The city of Montgomery, Alabama elected its first Black Mayor this week and that city is known as the cradle of racism and discrimination. The Los Angeles Airport Authority just hired a Black Police Chief, while San Bernardino is apparently continuing its practice of a system of hand picking “look-a-likes” from its ranks. He looks like the one that went out on sick leave before he retired and now, they want to pick another one—like him—because the police association says, “it is someone they can work with.”

Original SB Police Department

Well, the police department is made up of 235 officers and 133 (57 percent) are White and 9 out of 10 White males in the top management positions according to the picture on this week’s cover. Also, only 16 (7 percent) of the 235 officers live in the city. According to the U. S. Census quick facts of San Bernardino, Hispanics make up 64 percent and Blacks 14 percent of the city’s population. The racial make-up of the city’s police department is way out of line with the community it serves. 
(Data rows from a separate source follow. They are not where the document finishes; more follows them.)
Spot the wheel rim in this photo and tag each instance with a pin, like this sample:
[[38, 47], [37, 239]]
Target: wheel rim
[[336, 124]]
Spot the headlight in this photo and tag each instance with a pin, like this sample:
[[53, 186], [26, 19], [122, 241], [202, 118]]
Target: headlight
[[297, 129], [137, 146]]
They have already sent the signal that Acting Chief Eric McBride will be appointed Chief and Greg Green will be Assistant Chief. 

The police association said on their Facebook page, he—McBride—knows not only the City of San Bernardino, but also, ‘the organizational structure of the SBPD, our policies and procedures, our personnel, and our culture.’

I put heavy emphasizes on “culture” because the association is talking about their culture—not, the Black or Latino culture. They go on to say, “With his appointment, Eric McBride will hit the ground running and there will be no learning curve. He knows the City, our residents and the concerns within.”

I must ask the question—Who in the Black community really knows McBride and can they vouch for him?

McBride has some baggage according to an article printed in the San Gabriel Valley-Tribune. In 2015 he turned down the chief position after the Latino community compared him to Sheriff Joe Arpaio of Arizona. Joe is the same man that President Trump loves to hold up as his favorite sheriff in the country. McBride, while serving on the City Council in Hemet, had pushed an anti-illegal immigration policy that had no legal authority, but it aligned with his belief about immigration. I will assume he still lives in Hemet where his loyalty resides; and he will retire there and take his San Bernardino pension with him.

The city is treating management positions as succession-planning positions tied to the police association (union) and with that practice no Black person will ever become a captain or chief. A lawsuit is the only way to stop this systemic discrimination unless a federal or state Consent Decree is forced on the city. I would hope that it will not come to that but as they say, old habits die-hard and when you wrap racism into a bad habit—it starts to smell . . . like a rat.

So, what I am doing is painting the picture for everyone to see. You draw your own conclusion.